Low'ish light levels and long zoom weren't the best for photos. I never did get that iconic, full frame, tail fluke shot; a reason (like I need one) to return?
A whale tail but no whale tales. Some had closer encounters, kayak or Zodiac sightings, but I managed to miss those.
We passed this berg while chasing whales. I wondered if these guys were settling in for the night or just staying out of the water, wary of the killer whales we'd seen around....
Last sight of these whales, the tail patterns are unique and can be used to identify and track individuals.

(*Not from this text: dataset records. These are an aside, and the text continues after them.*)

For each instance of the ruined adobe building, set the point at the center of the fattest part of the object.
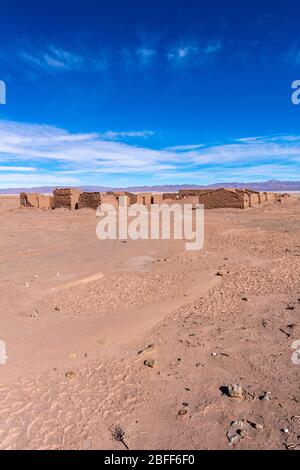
(39, 201)
(66, 198)
(90, 200)
(73, 199)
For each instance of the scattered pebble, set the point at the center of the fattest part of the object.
(237, 431)
(34, 314)
(290, 306)
(70, 374)
(150, 363)
(149, 346)
(259, 426)
(233, 391)
(265, 396)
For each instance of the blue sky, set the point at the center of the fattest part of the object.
(126, 92)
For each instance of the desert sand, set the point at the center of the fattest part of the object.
(113, 345)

In the evening we were entertained by more lectures. Expedition Leader Clouds gave one on birds, her passion rather than profession, and another from Dr Karl. The only note I made for his was 'star eye 6 ray effect' and can't recall (because he gave so many talks) what that was about. I suspect it included his work building instruments for the legendary eye surgeon Fred Hollows, featured in one of the talks, and vision. Fred had a Antarctic link in that he knew Sir Edmund Hillary, from NZ climbing, and they worked together on eye and vision charity work in Nepal.
Tomorrow our last two onshore expeditions, before the journey north across Drake Passage.
Day 8 – 1st December 2019 | Waterboat Point & Brown Station
GPS position at 0800: 64°47.6 S 62°49.1 W | Air Temp: 1°C | Wind: SW4 | Sea state: rippled
* Admiral
** I changed the quote to resident as some articles say 'Doctor', others 'Base Commander' or don't specify.